Yours Sincerely;

Space Traveler

The below article was commissioned by Sinem Dişli to be included in the catalogue accompanying her upcoming exhibition at Han 38, 15–30 November 2011. 

A strewn teddy-bear triggers memories of childhood—melancholia, nostalgia and maybe anxiety for the owner of the toy ensue. A pair of shoes on the street will always prompt curiosity—how did they get home? A piece of meat on the sidewalk is somewhat regular and expected (unfortunately) on urban streets. I have seen all of this many times and made records, yet, through Sinem Dişli’s photographs, I’m estranged from my own urban experience. Her photographs, exhibited for the first time in a pop-up exhibition at Han 38, are founded on the tension between the quotidian—for the urban dwellers among us, universal generic city scenes—and the peculiar ominous that is unexpected yet omnipresent in the images.
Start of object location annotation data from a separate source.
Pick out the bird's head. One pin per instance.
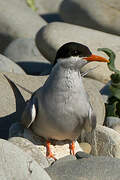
(77, 52)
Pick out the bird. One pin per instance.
(60, 109)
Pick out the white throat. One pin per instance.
(66, 76)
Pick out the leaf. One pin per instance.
(31, 4)
(111, 109)
(112, 56)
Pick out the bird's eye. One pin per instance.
(75, 53)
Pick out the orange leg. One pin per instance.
(48, 151)
(72, 148)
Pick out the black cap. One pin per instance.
(72, 49)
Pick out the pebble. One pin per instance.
(113, 122)
(63, 33)
(101, 15)
(106, 142)
(30, 149)
(7, 65)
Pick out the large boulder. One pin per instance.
(16, 164)
(24, 52)
(93, 168)
(17, 20)
(63, 33)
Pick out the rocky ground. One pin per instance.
(29, 41)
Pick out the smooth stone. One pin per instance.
(105, 142)
(18, 20)
(113, 122)
(32, 83)
(105, 18)
(85, 146)
(24, 52)
(16, 164)
(7, 65)
(93, 168)
(30, 149)
(59, 150)
(63, 33)
(80, 155)
(48, 7)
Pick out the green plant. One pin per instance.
(31, 4)
(113, 103)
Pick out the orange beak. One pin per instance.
(94, 57)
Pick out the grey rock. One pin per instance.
(63, 33)
(16, 164)
(7, 65)
(80, 155)
(67, 158)
(17, 20)
(105, 18)
(8, 107)
(94, 168)
(113, 122)
(105, 142)
(30, 149)
(47, 7)
(24, 52)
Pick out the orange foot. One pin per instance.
(72, 148)
(48, 151)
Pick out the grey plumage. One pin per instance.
(60, 109)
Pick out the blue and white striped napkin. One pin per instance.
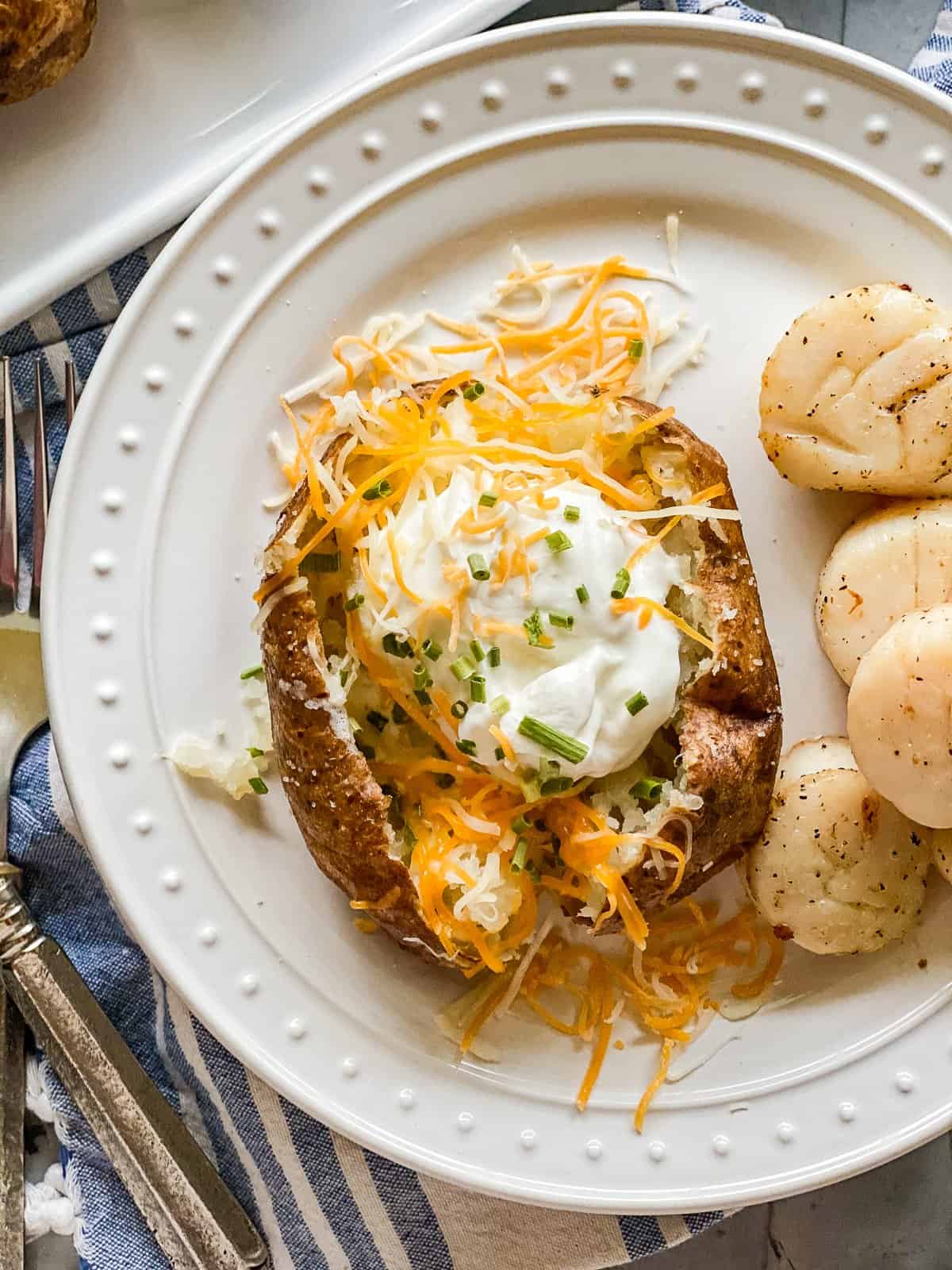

For the purposes of this essay, I’ll argue that Dişli’s photographs rest on a particular formalism that is both contemporary and familiar and highlight the poetic constructions of her images, as well as the exhibition itself, as this exhibition is somewhat special in its use of an extra-institutional space and elements of installation work. However, before starting with any of that, I need to include a disclaimer about this essay and the writer; I’m not over Dişli’s work yet. I have been exposed to these images, before the edits, for over a month now. I saw them as small prints on a table and was immediately struck by the transparency and the sheer force of the narrative. The sincerity that I felt at that first encounter is reflected in the title of the essay—I felt privileged to have been privy to these images and this feeling of being a confidante persists to this day. And I still peruse through the images with an infantile joy, now mixed with a mischievous savoir-faire, having minutely participated in the artist’s making of this catalogue. In short, the essay you are about to embark on, is tainted by the writer’s deep emotional involvement with this series.

Once in a blue moon

Dişli’s aesthetic is clearly hers but is also a motley of photographic styles—the twisted perspectives of Garry Winogrand mixed with Frederick Sommer’s head-on confrontations with the perished, interlaced with the uncanny in Cindy Sherman, topped off with the humorous in Duane Michals and the intimate in Emmet Gowin. I’m carefully choosing references from the beginnings of contemporary photography and what could be dubbed as the MoMA generation, as I believe the impetus behind Dişli’s work is quite parallel to that early desire to create a personal narrative through a visual language, tightly woven yet somewhat intuitive. There is something quaint about Dişli’s photographs and I’m interested in this anachronism. She employs what is recognizable for the contemporary viewer and slightly twists it to expose our jadedness when looking at images. I know I have seen similar images before, I know the tradition and the aesthetic that Dişli belongs to, but there is still something new and warped that traps me into the images. This idiosyncrasy is derived from the confrontational nature of the images that gives away the artist’s positioning in relation to the subjects; the artist involves the viewer in her process. We know exactly how she took the image, we know almost exactly where she was, what kind of place she lives in and what time of day it was. This is the exact point of engagement—why confront these things, why confront them now and thus?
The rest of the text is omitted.